Houston mayor second-guessed on evacuation

- By Reese Dunklin

Houston’s mayor kept facing questions Tuesday about his decision not to order an evacuation of the notoriousl­y flood-prone city ahead of Harvey’s arrival.

Instead, Mayor Sylvester Turner remained resolute in his advice to residents since the storm made landfall on Friday: hunker down at home.

“I want to say this again, because I guess it’s been missed, but you cannot evacuate 6.5 million people within two days,” Turner said Tuesday, referring to both the city and its surroundin­g areas. “That would be chaotic. We would be putting people in more harm’s way.”

Experts said evacuating during a hurricane is a complicate­d decision with major ramificati­ons, and none who spoke to the Associated Press second-guessed Turner.

“They’re damned if they do, damned if they don’t,” said Susan Cutter, the director of the Hazards and Vulnerabil­ity Research Institute at the University of South Carolina.

Questions started Friday when Texas Gov. Greg Abbott suggested Houston residents get out while they could. At the time, Harvey was a powerful hurricane hours from landfall about 175 miles to the south near Corpus Christi. But the sprawling storm’s outer bands promised heavy rains for Houston, long susceptibl­e to flooding because of its flat terrain and runaway developmen­t that has paved over water-absorbing wetlands.

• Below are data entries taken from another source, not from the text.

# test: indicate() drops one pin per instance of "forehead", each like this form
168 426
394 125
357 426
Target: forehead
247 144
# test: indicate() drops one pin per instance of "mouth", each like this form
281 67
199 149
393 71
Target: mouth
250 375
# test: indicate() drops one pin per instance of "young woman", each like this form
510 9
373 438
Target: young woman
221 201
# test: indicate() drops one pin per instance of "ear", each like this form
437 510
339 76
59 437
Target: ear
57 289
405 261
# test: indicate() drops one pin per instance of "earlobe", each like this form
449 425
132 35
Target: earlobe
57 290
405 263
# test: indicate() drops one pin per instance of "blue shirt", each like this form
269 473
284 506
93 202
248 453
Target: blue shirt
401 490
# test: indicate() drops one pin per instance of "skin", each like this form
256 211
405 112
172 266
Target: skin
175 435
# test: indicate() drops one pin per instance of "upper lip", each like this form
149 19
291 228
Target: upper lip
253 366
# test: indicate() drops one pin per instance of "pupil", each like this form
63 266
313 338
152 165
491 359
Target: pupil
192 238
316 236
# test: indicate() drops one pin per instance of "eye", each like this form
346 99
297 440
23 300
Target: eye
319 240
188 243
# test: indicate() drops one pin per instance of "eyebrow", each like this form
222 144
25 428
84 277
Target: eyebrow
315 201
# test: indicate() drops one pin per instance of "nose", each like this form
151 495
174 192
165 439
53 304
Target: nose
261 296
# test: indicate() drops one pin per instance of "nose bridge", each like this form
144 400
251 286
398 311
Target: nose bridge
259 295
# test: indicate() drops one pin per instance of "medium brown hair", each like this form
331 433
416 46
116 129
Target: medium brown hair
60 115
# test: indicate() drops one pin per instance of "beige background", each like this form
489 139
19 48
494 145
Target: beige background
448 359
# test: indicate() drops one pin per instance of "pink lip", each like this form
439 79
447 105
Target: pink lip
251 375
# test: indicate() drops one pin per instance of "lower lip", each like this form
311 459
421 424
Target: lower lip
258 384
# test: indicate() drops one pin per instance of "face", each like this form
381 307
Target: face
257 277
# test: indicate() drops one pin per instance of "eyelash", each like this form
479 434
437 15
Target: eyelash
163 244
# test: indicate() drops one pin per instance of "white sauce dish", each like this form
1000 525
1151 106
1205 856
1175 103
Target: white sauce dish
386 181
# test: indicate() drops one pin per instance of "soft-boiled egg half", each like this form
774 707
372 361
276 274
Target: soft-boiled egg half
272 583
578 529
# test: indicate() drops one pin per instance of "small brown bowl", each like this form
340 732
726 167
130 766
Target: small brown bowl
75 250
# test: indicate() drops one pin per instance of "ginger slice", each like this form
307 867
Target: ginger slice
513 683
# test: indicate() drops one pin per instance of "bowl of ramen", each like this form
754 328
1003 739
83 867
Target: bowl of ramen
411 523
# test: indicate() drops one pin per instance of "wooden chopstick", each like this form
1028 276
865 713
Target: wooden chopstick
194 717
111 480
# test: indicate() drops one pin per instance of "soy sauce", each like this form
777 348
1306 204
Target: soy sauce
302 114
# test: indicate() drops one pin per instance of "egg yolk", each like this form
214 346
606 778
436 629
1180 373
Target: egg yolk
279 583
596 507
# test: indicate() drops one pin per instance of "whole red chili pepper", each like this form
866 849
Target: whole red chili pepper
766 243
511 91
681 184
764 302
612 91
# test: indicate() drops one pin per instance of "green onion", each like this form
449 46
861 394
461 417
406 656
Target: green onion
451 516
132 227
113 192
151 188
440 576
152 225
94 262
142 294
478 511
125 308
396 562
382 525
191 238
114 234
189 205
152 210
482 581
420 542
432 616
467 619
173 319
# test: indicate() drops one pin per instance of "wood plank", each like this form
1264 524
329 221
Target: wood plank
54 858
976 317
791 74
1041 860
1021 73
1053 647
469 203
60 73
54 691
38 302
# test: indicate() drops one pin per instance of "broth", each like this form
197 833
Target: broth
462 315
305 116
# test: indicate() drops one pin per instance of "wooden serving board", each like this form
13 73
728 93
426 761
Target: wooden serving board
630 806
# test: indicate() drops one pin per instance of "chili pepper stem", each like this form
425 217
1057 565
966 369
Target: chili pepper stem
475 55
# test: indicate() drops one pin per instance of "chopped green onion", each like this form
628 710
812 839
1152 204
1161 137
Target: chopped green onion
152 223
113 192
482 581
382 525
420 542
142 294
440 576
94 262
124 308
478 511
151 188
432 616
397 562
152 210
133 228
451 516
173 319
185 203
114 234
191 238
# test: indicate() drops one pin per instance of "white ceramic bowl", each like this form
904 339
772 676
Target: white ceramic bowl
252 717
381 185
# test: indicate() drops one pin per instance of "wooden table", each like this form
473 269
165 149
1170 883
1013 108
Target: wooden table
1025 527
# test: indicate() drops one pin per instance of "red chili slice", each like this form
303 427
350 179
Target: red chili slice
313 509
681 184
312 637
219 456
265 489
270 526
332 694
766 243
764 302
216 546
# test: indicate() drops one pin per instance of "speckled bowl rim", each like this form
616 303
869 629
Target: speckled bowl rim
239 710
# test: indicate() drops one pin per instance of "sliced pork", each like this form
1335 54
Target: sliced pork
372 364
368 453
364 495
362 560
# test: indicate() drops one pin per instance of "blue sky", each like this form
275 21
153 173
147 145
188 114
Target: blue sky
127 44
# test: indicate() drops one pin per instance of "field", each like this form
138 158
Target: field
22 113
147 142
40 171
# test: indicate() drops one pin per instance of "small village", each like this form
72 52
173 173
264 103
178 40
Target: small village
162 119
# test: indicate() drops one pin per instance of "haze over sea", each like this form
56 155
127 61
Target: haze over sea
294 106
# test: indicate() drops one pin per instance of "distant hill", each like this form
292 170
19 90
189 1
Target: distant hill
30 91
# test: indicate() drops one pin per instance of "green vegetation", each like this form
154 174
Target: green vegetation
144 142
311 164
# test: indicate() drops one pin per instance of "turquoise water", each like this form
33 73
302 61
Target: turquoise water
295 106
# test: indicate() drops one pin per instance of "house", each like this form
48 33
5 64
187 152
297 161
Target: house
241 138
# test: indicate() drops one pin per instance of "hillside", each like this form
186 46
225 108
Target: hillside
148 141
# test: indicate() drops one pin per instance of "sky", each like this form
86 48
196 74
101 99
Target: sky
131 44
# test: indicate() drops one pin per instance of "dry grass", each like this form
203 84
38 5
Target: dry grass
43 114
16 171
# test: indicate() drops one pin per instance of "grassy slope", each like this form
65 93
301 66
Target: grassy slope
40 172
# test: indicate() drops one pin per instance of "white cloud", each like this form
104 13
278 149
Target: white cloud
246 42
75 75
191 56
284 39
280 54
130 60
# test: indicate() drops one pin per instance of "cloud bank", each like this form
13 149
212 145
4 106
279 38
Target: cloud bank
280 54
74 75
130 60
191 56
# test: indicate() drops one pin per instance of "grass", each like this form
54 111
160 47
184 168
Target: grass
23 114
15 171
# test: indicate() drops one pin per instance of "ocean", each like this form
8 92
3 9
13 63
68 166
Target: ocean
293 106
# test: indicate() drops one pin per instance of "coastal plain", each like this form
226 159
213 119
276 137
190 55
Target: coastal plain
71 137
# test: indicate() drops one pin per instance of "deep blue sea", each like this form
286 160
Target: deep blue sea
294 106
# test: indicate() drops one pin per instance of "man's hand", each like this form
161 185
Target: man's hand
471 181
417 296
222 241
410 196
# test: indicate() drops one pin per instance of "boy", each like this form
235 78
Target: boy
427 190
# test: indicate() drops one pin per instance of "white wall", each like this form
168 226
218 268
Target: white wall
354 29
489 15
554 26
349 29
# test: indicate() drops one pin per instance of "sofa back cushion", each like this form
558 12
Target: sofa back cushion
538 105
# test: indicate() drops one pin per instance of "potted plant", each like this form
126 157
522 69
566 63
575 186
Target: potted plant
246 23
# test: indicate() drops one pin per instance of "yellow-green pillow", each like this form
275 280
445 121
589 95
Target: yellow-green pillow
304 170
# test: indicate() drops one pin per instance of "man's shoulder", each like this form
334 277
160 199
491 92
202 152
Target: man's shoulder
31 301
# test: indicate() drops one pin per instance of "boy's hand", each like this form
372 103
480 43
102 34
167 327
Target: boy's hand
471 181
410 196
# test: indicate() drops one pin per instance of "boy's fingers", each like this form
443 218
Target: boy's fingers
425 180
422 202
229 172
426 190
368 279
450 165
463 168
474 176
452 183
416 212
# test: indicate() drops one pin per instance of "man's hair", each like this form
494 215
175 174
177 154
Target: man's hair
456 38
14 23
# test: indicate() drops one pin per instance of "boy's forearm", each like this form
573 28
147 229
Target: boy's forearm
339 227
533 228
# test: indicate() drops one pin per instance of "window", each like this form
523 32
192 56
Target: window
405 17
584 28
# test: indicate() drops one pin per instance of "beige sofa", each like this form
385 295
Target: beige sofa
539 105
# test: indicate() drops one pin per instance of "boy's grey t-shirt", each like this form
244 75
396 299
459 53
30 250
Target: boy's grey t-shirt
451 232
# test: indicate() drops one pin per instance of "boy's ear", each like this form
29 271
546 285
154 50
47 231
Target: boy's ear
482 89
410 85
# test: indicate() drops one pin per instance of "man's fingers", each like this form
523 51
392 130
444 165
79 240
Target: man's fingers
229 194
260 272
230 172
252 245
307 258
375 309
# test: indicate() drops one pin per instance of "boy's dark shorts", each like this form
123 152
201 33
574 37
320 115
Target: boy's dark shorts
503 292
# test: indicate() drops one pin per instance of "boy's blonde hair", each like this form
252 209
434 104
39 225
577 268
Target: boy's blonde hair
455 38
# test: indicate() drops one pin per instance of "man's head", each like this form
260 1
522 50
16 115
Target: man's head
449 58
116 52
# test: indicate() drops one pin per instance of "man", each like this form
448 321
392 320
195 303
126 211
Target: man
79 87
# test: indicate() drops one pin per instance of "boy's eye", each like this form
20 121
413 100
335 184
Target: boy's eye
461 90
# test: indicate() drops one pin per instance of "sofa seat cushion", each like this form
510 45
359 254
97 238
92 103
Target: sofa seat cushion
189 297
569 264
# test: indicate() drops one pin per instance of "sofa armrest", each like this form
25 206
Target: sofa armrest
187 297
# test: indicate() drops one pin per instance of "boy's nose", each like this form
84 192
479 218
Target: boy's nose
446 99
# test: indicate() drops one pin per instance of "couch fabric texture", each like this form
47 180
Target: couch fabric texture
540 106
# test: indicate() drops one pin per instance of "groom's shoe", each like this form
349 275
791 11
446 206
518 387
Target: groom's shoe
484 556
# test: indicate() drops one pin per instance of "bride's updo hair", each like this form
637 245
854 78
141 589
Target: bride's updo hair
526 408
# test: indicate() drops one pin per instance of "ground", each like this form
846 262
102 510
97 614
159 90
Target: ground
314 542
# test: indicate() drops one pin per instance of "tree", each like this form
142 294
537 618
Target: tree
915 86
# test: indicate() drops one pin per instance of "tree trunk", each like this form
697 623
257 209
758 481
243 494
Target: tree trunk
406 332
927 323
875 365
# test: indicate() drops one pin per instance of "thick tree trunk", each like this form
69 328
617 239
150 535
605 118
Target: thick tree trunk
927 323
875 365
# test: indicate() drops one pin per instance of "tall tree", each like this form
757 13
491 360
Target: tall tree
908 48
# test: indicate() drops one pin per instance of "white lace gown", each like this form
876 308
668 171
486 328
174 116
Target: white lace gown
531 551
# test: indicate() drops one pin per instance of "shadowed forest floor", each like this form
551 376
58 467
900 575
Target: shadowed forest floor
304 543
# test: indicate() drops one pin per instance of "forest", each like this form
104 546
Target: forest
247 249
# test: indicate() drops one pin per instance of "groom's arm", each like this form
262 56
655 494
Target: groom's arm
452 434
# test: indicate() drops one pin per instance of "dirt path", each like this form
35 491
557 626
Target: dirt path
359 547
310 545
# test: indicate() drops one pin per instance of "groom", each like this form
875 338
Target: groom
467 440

Hours after Abbott’s remarks, Turner and other local leaders cautioned people to think twice before fleeing.

“The problem with evacuation­s is, when do you call them?” said George Haddow, a former deputy chief of staff at the Federal Emergency Management Agency. “You don’t want to call an evacuation so early and the storms take a left and hits Galveston.”

A study by the state of South Carolina this year estimated that the time needed to evacuate the Charleston area ahead of a similarly sized hurricane would be 27 to 30 hours at its fastest. Moving people from an inland urban center like Houston — the city alone is about three times larger than Charleston — would require at least 36 to 48 hours, experts said.

Ordering an evacuation, experts said, would’ve come with its own risks, such as highways clogged with motorists caught in severe thundersto­rms or, worse, tornadoes.

Turner has repeatedly invoked grim memories of Hurricane Rita in 2005, when problems from an evacuation of 3 million — roughly half of greater Houston — were blamed in many of the more than 100 deaths reported. In the worst incident, 23 nursing home patients were killed when the bus transporti­ng them to North Texas exploded.